You may obtain a copy of the License at
http://www.apache.org/licenses/LICENSE-2.0
Unless required by applicable law or agreed to in writing, software
distributed under the License is distributed on an "AS IS" BASIS,
WITHOUT WARRANTIES OR CONDITIONS OF ANY KIND, either express or implied.
See the License for the specific language governing permissions and
limitations under the License

Modification license text (add as many as necessary)

Modifications Copyright <yyyy> <copyright holder>

Creative Commons Attribution 4.0 International License

The text below must be copied AS IS, replacing <yyyy> with 2016 and replacing <copyright holder> with your own identifying information.

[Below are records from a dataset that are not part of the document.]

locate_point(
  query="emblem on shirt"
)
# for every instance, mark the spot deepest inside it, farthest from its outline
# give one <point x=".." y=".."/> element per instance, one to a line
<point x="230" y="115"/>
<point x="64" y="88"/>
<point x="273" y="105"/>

In case multiple companies are contributing, add each and every contributing companies.

In case an individual who does not claim to be part of a company, add your email address.

Creative Commons Attribution 4.0 International License

Copyright <yyyy> <copyright holder>
This file is licensed under the CREATIVE COMMONS ATTRIBUTION 4.0 INTERNATIONAL LICENSE
Full license text at https://creativecommons.org/licenses/by/4.0/legalcode


OPEN-O License breakdown per file extension

The purpose of the table below is to help breaking down which type of license is applicable based on the file type extension.

Apache Version 2

for source code

Creative Commons Attribution 4.0 International

for documentation

.java
.js

.ts
.py
.sh
.bat
.sql
.xml
.html
.css
.json
.yaml
.properties
.cfg
.conf
.config
.c
.c++
.cc
.php
.pl
.lua

.txt
.png
.gif
.jpg
.tiff
.svg
.pdf
.docs
.odf
README

Applying license to artifacts that can't be edited

In the case where artifacts can't be edited to include the license header then the License.txt file must be placed at the root directory for which the license is applicable.
The license in a directory by default applies to all directories beneath it. If a sub directory contains a different license file, the same rules applies to that directory and its subdirectories.

Concretely while importing third-party binaries into Gerrit or distributing some third-party binaries, do not mix all the code in a single directory but rather create a directory specifically for each. Then, when applicable, in each relevant directory copy the License.txt file.
This approach is applicable for both third-party binaries in Gerrit and while distributing-installing the artifacts.
This approach is not limited in type of code, but should also include images, sounds, fonts and other non-text file types and file types that do not actually result in code execution.

Note

The same License.txt is applicable for both types of artifacts (source code and documentation). The License.txt contains the appropriate wording for both Apache Version 2 and Creative Commons Attribution 4.0 International.